I think buoyancy can be hacked in quite easily, so objects will swim or sink in water. It is a matter of endless tweaking, mostly. Currently there are only box and sphere geometries, I think cylinder and trimesh are work-in-progress judging from the FTE source.
Another thing I’ve done today is find out how to play SJ with a gamepad. I can report that there is gamepad support under Windows only at the moment. I hope Spike hacks up some gamepad support for Linux, too, at least, in the future.
My Playstation pad clone is quite usable already; I can even intercept gamepad buttons in CSQC. The problem with the GUI right now is making the cursor react to the gamepad.

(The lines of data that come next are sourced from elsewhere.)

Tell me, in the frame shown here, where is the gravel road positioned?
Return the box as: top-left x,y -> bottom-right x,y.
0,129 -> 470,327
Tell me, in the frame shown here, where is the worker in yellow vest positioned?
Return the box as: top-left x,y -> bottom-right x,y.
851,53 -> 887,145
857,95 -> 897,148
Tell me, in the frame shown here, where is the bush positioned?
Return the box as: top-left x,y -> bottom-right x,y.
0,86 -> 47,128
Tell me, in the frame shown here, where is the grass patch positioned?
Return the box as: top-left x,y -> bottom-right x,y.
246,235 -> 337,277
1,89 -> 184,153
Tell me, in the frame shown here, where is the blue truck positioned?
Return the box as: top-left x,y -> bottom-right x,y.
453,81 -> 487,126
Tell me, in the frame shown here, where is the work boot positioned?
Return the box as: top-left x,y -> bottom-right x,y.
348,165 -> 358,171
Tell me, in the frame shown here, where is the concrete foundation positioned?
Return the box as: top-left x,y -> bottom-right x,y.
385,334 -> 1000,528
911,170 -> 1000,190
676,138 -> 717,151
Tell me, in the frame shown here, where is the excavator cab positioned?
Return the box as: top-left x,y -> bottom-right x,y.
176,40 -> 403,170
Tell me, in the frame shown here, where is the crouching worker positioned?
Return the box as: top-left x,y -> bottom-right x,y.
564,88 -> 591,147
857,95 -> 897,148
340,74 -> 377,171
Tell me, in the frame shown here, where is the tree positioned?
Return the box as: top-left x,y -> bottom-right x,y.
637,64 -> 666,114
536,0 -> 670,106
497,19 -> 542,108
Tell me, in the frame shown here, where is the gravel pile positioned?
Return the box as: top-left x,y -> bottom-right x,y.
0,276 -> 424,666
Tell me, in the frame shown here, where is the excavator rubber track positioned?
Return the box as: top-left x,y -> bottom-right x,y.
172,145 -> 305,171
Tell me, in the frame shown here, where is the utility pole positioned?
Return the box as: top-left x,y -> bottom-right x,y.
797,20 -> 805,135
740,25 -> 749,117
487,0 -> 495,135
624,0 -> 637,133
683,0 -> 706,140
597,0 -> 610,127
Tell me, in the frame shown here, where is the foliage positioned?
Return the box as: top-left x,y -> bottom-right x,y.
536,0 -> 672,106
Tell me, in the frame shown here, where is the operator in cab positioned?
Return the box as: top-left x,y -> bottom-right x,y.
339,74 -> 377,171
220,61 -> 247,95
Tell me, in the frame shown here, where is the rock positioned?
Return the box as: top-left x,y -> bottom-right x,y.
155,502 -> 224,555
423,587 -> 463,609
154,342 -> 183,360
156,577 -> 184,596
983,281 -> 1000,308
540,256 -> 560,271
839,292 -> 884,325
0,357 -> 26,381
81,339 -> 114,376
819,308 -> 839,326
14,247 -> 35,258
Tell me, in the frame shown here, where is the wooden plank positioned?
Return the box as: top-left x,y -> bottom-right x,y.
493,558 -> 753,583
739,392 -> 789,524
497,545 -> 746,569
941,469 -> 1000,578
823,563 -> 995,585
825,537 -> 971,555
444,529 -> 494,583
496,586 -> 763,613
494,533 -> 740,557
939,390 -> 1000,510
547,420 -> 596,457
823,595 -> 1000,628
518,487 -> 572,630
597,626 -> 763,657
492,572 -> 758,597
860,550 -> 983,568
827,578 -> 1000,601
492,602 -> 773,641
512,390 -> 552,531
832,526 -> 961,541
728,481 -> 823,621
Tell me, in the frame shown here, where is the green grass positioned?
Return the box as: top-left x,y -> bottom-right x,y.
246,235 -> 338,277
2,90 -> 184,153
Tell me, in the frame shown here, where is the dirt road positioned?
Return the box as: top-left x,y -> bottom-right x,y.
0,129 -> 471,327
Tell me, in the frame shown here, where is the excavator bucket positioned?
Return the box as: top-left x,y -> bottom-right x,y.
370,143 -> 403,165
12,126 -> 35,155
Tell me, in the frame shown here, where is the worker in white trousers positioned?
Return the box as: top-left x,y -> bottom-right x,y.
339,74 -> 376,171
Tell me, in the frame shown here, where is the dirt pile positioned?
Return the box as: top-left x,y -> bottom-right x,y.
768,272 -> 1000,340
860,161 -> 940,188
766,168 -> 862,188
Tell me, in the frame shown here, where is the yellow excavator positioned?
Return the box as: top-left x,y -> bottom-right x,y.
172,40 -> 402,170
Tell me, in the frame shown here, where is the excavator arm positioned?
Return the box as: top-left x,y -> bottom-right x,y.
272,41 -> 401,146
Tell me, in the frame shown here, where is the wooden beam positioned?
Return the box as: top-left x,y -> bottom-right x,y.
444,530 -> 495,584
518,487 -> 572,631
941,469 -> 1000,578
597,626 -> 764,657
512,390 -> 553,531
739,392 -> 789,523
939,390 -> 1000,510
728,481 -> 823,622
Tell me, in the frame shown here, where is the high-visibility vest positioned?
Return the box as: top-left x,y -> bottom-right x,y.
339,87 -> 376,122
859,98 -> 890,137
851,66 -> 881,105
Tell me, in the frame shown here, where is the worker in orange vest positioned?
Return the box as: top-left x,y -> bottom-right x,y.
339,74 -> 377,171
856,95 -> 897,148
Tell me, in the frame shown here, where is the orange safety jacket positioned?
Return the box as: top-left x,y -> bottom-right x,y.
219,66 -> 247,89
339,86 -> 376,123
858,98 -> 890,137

SJ will probably provide some form of aim assist eventually, so you can play with a pad, although it’ll default to off. Personally I find playing with a gamepad a lot more relaxing, and SJ isn’t exactly a competitive multiplayer FPS, so having the option will be a nice thing.
The temple dungeon + temple setpiece have been joined. From now on, there is only “the temple.”
Surprisingly, the result is still pretty lightweight, probably because it’s really still a block-out. All the buildings etc. in the outdoor part are placeholders, and the dungeon part isn’t very detailed yet. But at least it is, sort of, layout complete. Pending a bit of fiddling with buildings and the exit part of the dungeon.
Yeah, I’m posting those gratuitous screenshots with blocky rocks because at least I’m getting somewhere. Don’t worry, better rocks and vegetation are on the way in Blender. I think the platform with the altar here will be a beautiful place one day. Some NPCs are supposed to hang around there once I make them.
Placeholder boats and everything, still. But from now on, I can model those assets piece by piece and drop them in.
The joining of the two maps in Radiant; it’s laughable how small that entire stupid dungeon seems now. Also note how ginormous the actual temple building is.
Some terrain sections have been cut out to make room for the dungeon entrance. The resulting hole will be plugged with a mesh, hopefully making it look a bit like a mine entrance.
There is now a portal room in the dungeon, too; this is obviously a placeholder. The other portal is in the Herd base map. There are no other teleporters in the game; the temple will serve as a kind of travel hub.
I have been working on the herd base as well, I hope to get that layout complete soon so finally these bothersome levels are at a stage where I can go and do mostly other stuff for the rest of the year, again hopefully.
The four levels of dungeon have been roughly textured and joined together. It compiles, ship it!
q3map2 (the map compiler) hates me for this. Thanks to Lord Havoc (Nexuiz, Darkplaces) for pointing me in the right direction; my levels seem to justify raising blocksize and gridsize to avoid out of memory problems. This one provoked a crash in MergeMetaTriangles (hooray, a different part of the compiler crashes) before LH’s advice fixed it.
Next step: Put torches in the lower levels, spend a few hours in Blender to optimize meshes, then proceed to fuse this dungeon with the actual temple setpiece. After all, it’s not fun until the compiler screams.
Shots after I put in some pretty.
Continuing the temple dungeon. First texturing and lighting passes; I’m inclined to use a different wall texture on each floor of the dungeon, changing from a smooth rock texture to something like mouldy, decayed bricks the deeper I go. The thing is lit with only torches atm, but that will change over time.
Among my influences for this level are Bioshock (the use of circular layouts full of loops and figure eights in order to give the player more options), The Dark Eye: Drakensang (modular stuff and texturing), and probably also Tomb Raider: Anniversary (it’s hard to describe what I took from that, probably things like the pools of water and the platforming as well as the fact that the entire level will be a puzzle.)
The torches are realtime lights; shadowmaps are doing their thing here plunging whole chunks of the level into darkness. Let’s see where this will lead. I’m liking the results so far.